Friday, February 26, 2021

WHEN LOVE IS NOT ENOUGH. Dr. Josimar Salum



WHEN LOVE IS NOT ENOUGH. Dr. Josimar Salum


“The Lord appeared to us in the past, saying: “I have loved you with an everlasting love; I have drawn you with unfailing kindness." Jeremiah 31:3 


How can such a great and deep love not be enough to maintain God's relationship with men? Why do many reject His gift of Love, ignore His mercy and despise His Grace?


"But God demonstrates his own love for us in this: While we were still sinners, Christ died for us." Romans 5:8 


How is it possible that God proves His love in such an amazing fashion and it is not enough for sinners to come and relate with Him? How can someone loved in this way leave this God to serve another or himself?


“For Christ’s love compels us, because we are convinced that one died for all, and therefore all died. And he died for all, that those who live should no longer live for themselves but for him who died for them and was raised again." 2 Corinthians 5:14‭-‬15 


Why are most people not compelled? Why do many with the knowledge that Jesus died and rose for all, continue to live for themselves and do not live for the one who died and rose for them? It is necessary to understand that you live only for him who died for many if you live for others!


"We love him because he loved us first." 1John 4:19 


However, why don't many love God even though they understand that God loved them first?


These are difficult and very complicated questions to ask. But they explain why interhuman relationships break up, why lasting friendships end, why marriages of people who "loved" each other since they were young break up after many, many years.


It is because a relationship only exists as a two-way manner,  with heads and tails, with positive and negative poles, as a couple is holding hands together, with mature complicity, loyalty and fidelity.

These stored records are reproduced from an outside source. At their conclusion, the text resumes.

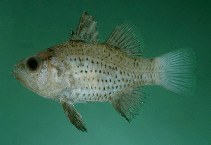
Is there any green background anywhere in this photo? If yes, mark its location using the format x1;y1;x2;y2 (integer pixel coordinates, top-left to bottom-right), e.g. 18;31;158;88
0;0;211;145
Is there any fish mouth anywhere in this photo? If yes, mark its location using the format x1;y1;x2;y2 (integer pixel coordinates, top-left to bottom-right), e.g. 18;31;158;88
12;64;23;82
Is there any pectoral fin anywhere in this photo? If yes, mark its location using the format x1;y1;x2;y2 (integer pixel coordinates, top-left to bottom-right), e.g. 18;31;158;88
62;102;87;132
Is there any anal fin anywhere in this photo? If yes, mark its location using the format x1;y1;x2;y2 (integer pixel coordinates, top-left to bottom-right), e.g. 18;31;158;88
111;88;144;122
62;102;87;132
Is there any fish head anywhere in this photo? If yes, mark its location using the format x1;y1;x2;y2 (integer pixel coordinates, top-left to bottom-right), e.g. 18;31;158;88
13;52;52;96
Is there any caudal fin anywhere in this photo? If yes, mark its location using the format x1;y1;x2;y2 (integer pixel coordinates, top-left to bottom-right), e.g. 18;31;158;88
157;49;195;94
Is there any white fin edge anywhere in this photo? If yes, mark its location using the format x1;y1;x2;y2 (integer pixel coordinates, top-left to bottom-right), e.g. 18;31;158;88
156;48;196;95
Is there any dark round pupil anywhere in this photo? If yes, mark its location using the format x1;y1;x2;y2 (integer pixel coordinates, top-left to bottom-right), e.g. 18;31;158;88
26;57;39;71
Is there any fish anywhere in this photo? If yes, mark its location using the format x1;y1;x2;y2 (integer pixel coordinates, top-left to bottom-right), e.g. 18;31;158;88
13;12;195;132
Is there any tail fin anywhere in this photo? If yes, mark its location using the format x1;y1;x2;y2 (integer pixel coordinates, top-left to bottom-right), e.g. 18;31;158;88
157;49;195;95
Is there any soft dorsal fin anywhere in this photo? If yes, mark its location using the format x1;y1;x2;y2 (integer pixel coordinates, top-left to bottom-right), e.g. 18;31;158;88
110;88;144;122
106;24;143;56
71;12;98;42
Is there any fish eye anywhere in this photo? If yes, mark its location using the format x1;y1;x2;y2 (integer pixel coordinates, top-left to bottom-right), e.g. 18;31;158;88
26;56;41;71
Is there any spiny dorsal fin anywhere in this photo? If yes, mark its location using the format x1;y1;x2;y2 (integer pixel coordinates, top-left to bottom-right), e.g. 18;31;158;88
62;102;87;132
111;88;144;122
71;12;98;42
106;24;143;56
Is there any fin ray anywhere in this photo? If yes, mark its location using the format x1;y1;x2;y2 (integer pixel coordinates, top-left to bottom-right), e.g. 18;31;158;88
111;88;144;122
157;48;195;95
71;12;98;42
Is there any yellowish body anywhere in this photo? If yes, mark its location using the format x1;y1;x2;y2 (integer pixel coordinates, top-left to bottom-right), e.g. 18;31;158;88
13;12;194;131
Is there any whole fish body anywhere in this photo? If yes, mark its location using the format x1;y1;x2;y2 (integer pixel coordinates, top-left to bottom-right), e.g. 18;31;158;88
13;12;195;131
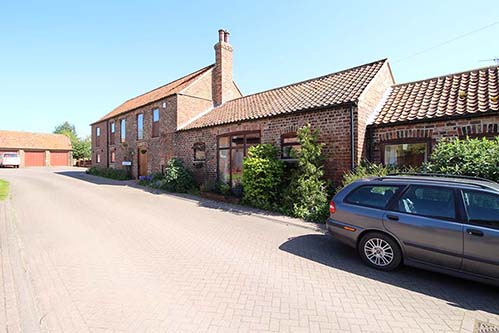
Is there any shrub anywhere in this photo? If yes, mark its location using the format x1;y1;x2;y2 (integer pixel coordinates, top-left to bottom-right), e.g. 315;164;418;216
86;166;131;180
282;125;329;222
242;144;284;209
159;158;196;193
424;137;499;182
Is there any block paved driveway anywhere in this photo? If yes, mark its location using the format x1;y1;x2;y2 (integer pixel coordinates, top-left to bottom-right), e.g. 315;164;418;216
0;169;499;332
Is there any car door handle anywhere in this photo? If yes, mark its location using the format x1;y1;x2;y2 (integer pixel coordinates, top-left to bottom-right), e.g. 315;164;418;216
466;229;483;237
386;214;399;221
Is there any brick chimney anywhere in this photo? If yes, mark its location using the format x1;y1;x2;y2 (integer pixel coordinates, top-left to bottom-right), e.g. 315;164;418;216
212;29;233;106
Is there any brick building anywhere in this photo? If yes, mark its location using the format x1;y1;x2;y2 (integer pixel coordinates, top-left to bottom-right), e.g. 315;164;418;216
0;131;73;167
92;30;499;185
367;66;499;166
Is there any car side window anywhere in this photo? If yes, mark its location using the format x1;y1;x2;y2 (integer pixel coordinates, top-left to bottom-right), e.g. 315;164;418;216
345;185;401;208
395;185;456;220
463;190;499;229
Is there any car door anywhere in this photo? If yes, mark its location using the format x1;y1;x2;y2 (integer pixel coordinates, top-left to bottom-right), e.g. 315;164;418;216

God loves me, but if I don't love him there is no salvation, no redemption, no relationship. Not for me.


God is faithful and He, at the very least, expects total fidelity, complete loyalty, absolute surrender. His love intensity is only complete if I love him with all my heart, with all my understanding, with all my strength and with all my soul.


There is no walk with God if my affection is shared with another being, object or person.


There are people, considered friends, family members who always receive, but they do not respond with gratitude, nor with sympathy, nor with recognition. There are people who only understand how to take advantage, put themselves first, and satisfy their childish selfishness. They always see what they receive as the obligation of the giver.


Now, a relationship with our Heavenly Father requires gratitude, sympathy, and appreciation. It is certain that God will continue to love always, God yes, but what man or woman has this capacity to love as God loved? And even if you love without reciprocity, how can you maintain a relationship? What if I don't love?


Our relationship with our neighbor mirrors our relationship with God. God loves me, but I don't love him. So there is no relationship. There is a separation. Someone loves me, but I don't. There is also no relationship. There is Love only if it is a relationship of two. I can't even love someone if I don't love myself! There is no lonely love, no one loves alone, not even God!


Jesus said, "Come and follow me," but without my answer, my favorable nod and my objective correspondence to his invitation, there is no relationship. And there will be no relationship if I don't always follow him.


Any relationship based on personal interest, on the gifts or favors that one can receive, on the gifts that can be earned, on the expectations of satisfying desires will always come up against exactly the weakness of this relationship. In plain words, there is no relationship.


In the some marital relationships this happens very clearly. What started in romance, in bonds of commitment, walking together in the sufferings and challenges of living together tends to produce a rupture when exclusive loyalty, mutual loyalty and constant complicity of the two parts fail. And it becomes very serious when it is discovered later that a third party, another attention or another person was involved in this relationship that was to be exclusively for two.


Love is not enough to endure to the end and it is not enough to maintain the relationship when there is no reciprocity.


It is like this with God and men, it is like this between friends, between family members and between a man and a woman.


There is only true and complete Love if it is mutual, in the same intensity. God loves, nothing separates us from His love, except ourselves. In the list of nothing can separates us, in the list, however, I am not mentioned.


If "I don't love God", He having loved me first only contains His love in Himself. It's like taking a shower covered in plastic from head to toe. How will two walk together if they don't agree? If there is no covenant, it is because love is only words.


“My little children, don't love in word, not in language, but in deed and in truth. ” 1 John 3:18


Forgiving will also not be enough to restore these relationships. Forgiving will only benefit those who forgive, perhaps that is why God has already forgiven everyone. But to benefit both you will need real reconciliation! "I beg you to be reconciled to God." And if possible, restitution.


God is able to blindly trust me again. For a man and a woman, trust is not that easy. Only by a restorative action on the part of the Father! Yes, only God can heal and restore! Or start it over again! Yes, perhaps the only way is to start all over again!